Os comentários na Rádio USP, caro Marcelo, são sobre ciência. Sobre filosofia da ciência e como a ciência é praticada e suas formas de se estabelecer na comunidade científica. A missão Apolo 11, além de publicitária, foi repassada à população – e ganhou, para isso, verbas colossais – como sendo uma “missão científica” para ampliar nosso conhecimento do universo. Nada contra, mas muitas vezes a ciência não consegue se desvencilhar dos vínculos com a política. E isso faz parte da discussão da divulgação científica: por que divulgamos a ciência, que efeitos isso terá, quem patrocina nossas pesquisas, como isso se reflete na população. São todos temas agregados à questão da divulgação, que não se reduz à publicação de novas descobertas mas se incomoda também com o contexto em que essas descobertas são feitas e seus efeitos. A Cátedra Unesco de Divulgação Científica foi a mim concedida devido ao meu trabalho de divulgador científico há mais de 20 anos e da discussão que eu desenvolvo na área, fazendo conferências, publicando livros, promovendo a ciência em todos os seus âmbitos. Mas a ciência jamais é uma atividade isolada, nem está livre de usos duvidosos.

Stanley Kubrick morreu recentemente. Houve pessoas que dizem tê-lo visto em fotografias tiradas no momento e nos espaços da Nasa, quando foi lançado o projeto Apolo 11, mas isso não teve confirmação, nem pode ser atribuído a ele. A questão da encenação é improvável mas não é de todo impossível. É o que se afirma. Não se sabe exatamente o que aconteceu mas a nuvem de fumaça em torno do acontecido nos deixa todos perplexos e com uma sensação de que algo muito estranho nos foi sonegado.

Mas isso não tem nada a ver com as outras missões, como disse acima. Em relação à transmissão em tempo real, isso não sou eu quem fala, são os inúmeros estudiosos do caso, que afirmam que as transmissões na época eram um pouco mais precárias e tinham um delay que inviabilizava aquilo que apareceu a todos como resposta instantânea da tecnologia. De fato, a União Soviética silenciou, ou, pelo menos, não quis comentar nada. Não se sabe se detectaram ou não as incongruências ou se já planejavam um resposta à missão. Na época estavam envolvidos com a Guerra do Vietnã e os próprios conflitos internos podem tê-la levado a priorizar outras questões.
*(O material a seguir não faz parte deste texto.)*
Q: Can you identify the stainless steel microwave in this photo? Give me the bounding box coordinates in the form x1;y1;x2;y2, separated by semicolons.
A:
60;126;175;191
Mas a história, caro Marcelo, não é só uma questão de fatos e registros, você há de convir comigo. Sabemos que ela é sempre escrita pelos vencedores, que são interpretações deles próprios e que eles também fabricam fatos e registros. O que dela nos chega até hoje são esses fragmentos que precisariam ser contrapostos aos fragmentos daqueles que foram derrotados, pois estes têm necessariamente outra visão do que se passou. Mas isso raramente acontece e o que nos chega é sempre uma visão parcial e desvirtuada. E é disso que a história constrói seus relatos. A história não é única para todos e por isso há sempre novas buscas, novas pesquisas, inclusive para desmentir interpretações correntes, tidas como “verdadeiras”. Haja vista a nova leitura da história do Brasil, em que se procura reler a participação de negros e índios, até então camuflada em nossa história oficial.

O Holocausto foi uma história em que 6 milhões foram mortos. Há documentos comprobatórios. Foram mortos judeus mas também oposicionistas políticos, deficientes físicos, tradutores da Bíblia, ciganos, homossexuais. Destes últimos grupos se fala pouco. É preciso desenterrar também isso, não desmerecendo a liquidação genocida dos judeus. Também aqui carece uma escavação mais profunda.

Pois é isso, Marcelo, obrigado mais uma vez pelo seu comentário, que, de minha parte, permitiu que eu expusesse mais amplamente minha opinião a respeito, mas, creia, a polêmica continua e dificilmente chegaremos a algo definitivo a respeito do tema.